A new mutation (db3J) at the diabetes locus in strain 129/J mice. II. Studies of pancreatic alpha cell function in culture.

Document Type

Article

Publication Date

1980

Keywords

Animal, Cells-Cultured, Diabetes-Mellitus: fg, Female, Glucagon: bi, se, Insulin: se, Islands-of-Langerhans: pp, pa, Male, Mice, Mutation, SUPPORT-U-S-GOVT-P-H-S

JAX Source

Diabetologia. 1980 Jul; 19(1):66-73.

Abstract

Monolayer cell cultures from pancreatic islets of aging 129/J strain diabetes (db3J/db3J) and lean littermate control mice were tested for differences in glucagon and insulin secretion in either serum-free Eagle's minimal essential medium (MEM) or Dulbecco's modified minimal essential medium (DMEM). There was a highly significant (p less than 0.0001) main effect of genotype and type of culture medium on glucagon secretion with time. Thus, although numbers of A-cells were not demonstrably increased in db3J/db3J cultures in DMEM, mean medium glucagon levels increased 2.7-, 18-, and 32-fold above littermate normal culture levels at days 4, 6, and 8 respectively. In MEM, the two populations could not be discriminated on the basis of glucagon secretion. By contrast, insulin secretion over culture days showed a highly significant (p less than 0.0001) dependence on genotype, but not type of medium, with the B-cell enriched db3J/db3J preparations secreting between 20 and 30 times as much insulin as controls in both medida. Analysis revealed that the heightened secretory responsiveness of mutatn A-cells in DMEM as compared to MEM was primarily elicited by the elevated DMEM amino acid concentration and specifically lysine (0.8 mmol/l in DMEM versus 0.4 mmol/l in MEM).

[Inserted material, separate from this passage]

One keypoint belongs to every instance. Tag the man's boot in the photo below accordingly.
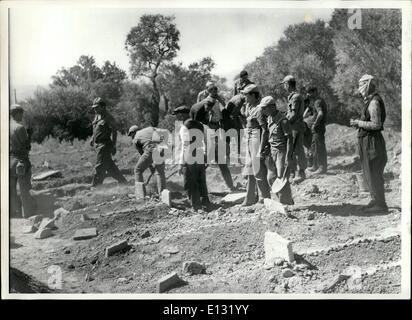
(320, 170)
(301, 175)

In pulse-chase experiments using 14 day db3J/db3J cultures, incorporation of 3H-tryptophan into protein that eluted from Biogel P-10 columns in the native glucagon peak indicates that DMEM stimulated glucagon biosynthesis as well as secretion. This study reveals an augmented sensitivity of db3J/db3J A-cells to stimulation by basic amino acids in long-term culture.